Dr. Kodishala et al reply

To the Editor:

We thank Wang and colleagues1 for their earnest interest in our recent paper, which evaluated the risk factors for dementia in an inception cohort of rheumatoid arthritis (RA).2

In their correspondence,1 the authors point out a possibility of confounding by several factors, including age, sex, education, calendar year of RA incidence, and race, and suggest adjusting for these confounders. The results presented in the study2 are already adjusted for age, sex, and calendar year of RA incidence. Although education and race have been previously associated with the risk of dementia in the general population,3,4 these risk factors had no statistically significant association with dementia in our study.2 We have acknowledged as a limitation that our population-based study includes predominantly White individuals, consistent with the racial distribution of the underlying population.

Wang et al suggest that chronic pain, a common symptom in RA, can be related to cognitive decline.1 The association between pain and cognitive decline is complex. Although chronic pain can be associated with cognitive impairment,5 assessment of pain in individuals with cognitive impairment is challenging because pain is a subjective symptom and is heavily dependent on self-reporting.6 Disentangling the associations between pain and cognition was out of the scope of this study.2 Instead, we report associations between a comprehensive list of RA disease-related risk factors including laboratory, radiographic, and clinical characteristics, and incident dementia.

Risk factors of interest including cardiovascular risk factors were evaluated at baseline and throughout the follow-up, and were appropriately modeled as time-dependent covariates, thus addressing the concern raised by Wang et al1 about the change in the status of risk factors during the follow-up.

Wang et al1 point out that single timepoint measures of inflammatory markers (erythrocyte sedimentation rate [ESR]) may not be reflective of the cumulative inflammatory burden of RA and using multiple timepoint measures of ESR can improve understanding of the association between systemic inflammation and dementia risk. We agree with these considerations. Although the study included associations between ESR at baseline and highest ESR in the first year of RA with the risk of incident dementia in RA, comprehensive analyses of the association between cumulative inflammatory marker measures and risk of dementia in RA are underway by our group.

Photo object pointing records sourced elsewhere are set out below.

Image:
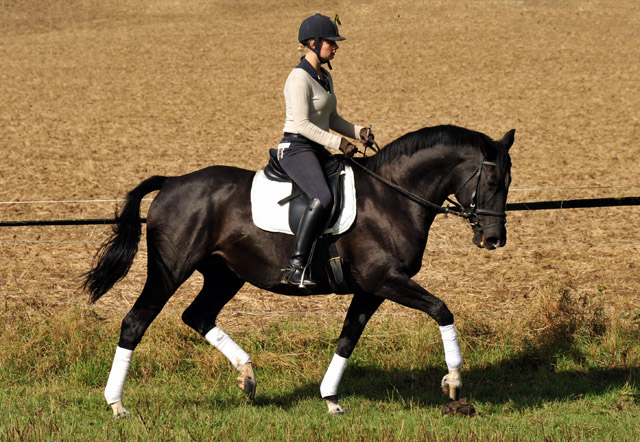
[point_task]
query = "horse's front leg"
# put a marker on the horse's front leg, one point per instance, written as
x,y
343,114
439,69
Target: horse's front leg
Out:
x,y
401,289
360,311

Wang et al1 point out that the study did not provide information on RA disease activity scores and dementia subtypes. These comments reiterate limitations that have been already acknowledged in the article.2

Wang et al1 comment that “the homogeneous (eg, single racial/ethnic group) and small sample nature of this study limits its generalizability.” In our population-based study,2 sample size reflects the epidemiology of RA in the studied underlying population, which is predominantly White but includes approximately 10% of individuals of other races and ethnicities like Hispanic, Asian, African American, American Indian, and Native Hawaiian populations. Thus, the results are generalizable to populations with similar racial and ethnic distribution, although the generalizability to more diverse populations may be limited, as pointed out in the limitations.

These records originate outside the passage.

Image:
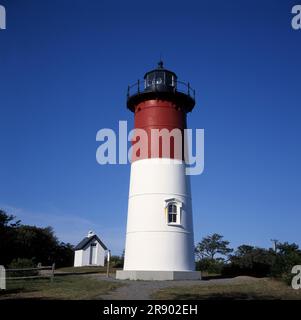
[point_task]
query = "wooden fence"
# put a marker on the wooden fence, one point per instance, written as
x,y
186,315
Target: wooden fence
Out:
x,y
38,272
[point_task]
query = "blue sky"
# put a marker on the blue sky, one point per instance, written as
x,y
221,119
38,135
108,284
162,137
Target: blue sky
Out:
x,y
64,69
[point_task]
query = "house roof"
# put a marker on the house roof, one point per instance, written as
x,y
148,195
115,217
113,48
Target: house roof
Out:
x,y
87,240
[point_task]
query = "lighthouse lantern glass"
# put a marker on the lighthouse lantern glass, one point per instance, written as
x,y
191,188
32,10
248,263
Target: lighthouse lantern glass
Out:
x,y
160,78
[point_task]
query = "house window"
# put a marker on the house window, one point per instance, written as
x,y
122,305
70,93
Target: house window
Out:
x,y
173,211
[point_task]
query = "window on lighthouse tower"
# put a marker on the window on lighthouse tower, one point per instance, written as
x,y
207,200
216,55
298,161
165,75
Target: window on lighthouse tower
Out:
x,y
173,210
172,213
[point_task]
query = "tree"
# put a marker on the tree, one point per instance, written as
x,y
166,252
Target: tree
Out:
x,y
30,243
211,246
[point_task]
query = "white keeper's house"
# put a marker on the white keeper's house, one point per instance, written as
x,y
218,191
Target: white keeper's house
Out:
x,y
91,251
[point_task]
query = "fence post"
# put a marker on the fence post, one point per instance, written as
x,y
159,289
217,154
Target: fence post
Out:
x,y
2,278
52,272
108,263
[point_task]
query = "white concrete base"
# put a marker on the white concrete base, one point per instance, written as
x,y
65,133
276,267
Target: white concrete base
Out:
x,y
157,275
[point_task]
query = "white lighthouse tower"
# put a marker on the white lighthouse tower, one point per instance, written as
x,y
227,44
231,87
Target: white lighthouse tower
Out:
x,y
159,238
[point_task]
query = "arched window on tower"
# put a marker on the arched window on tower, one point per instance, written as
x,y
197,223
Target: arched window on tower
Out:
x,y
173,211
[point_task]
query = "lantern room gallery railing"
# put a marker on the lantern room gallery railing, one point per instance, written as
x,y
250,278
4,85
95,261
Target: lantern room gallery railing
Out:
x,y
178,86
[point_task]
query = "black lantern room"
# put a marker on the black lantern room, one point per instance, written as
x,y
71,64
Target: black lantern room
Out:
x,y
161,83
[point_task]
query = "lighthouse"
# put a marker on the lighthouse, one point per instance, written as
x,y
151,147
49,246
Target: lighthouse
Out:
x,y
159,237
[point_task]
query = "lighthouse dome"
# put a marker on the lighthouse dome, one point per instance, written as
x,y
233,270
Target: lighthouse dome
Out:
x,y
163,84
160,79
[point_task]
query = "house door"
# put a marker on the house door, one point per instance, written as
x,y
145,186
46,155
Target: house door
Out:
x,y
92,253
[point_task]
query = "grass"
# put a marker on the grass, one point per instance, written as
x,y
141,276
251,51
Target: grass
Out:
x,y
62,288
259,289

Overall, we sincerely thank Wang and colleagues for their interest, time, and effort to bring forth these points of discussion through our study.

Footnotes

This work was supported by grants from the National Institutes of Health (NIH), National Institute on Aging (R01 AG068192, R01 AG034676, K24 AG078179), and National Institute of Arthritis and Musculoskeletal and Skin Diseases (R01 AR46849). The content is solely the responsibility of the authors and does not necessarily represent the official views of the NIH.

The authors declare no conflict of interest relevant to this study.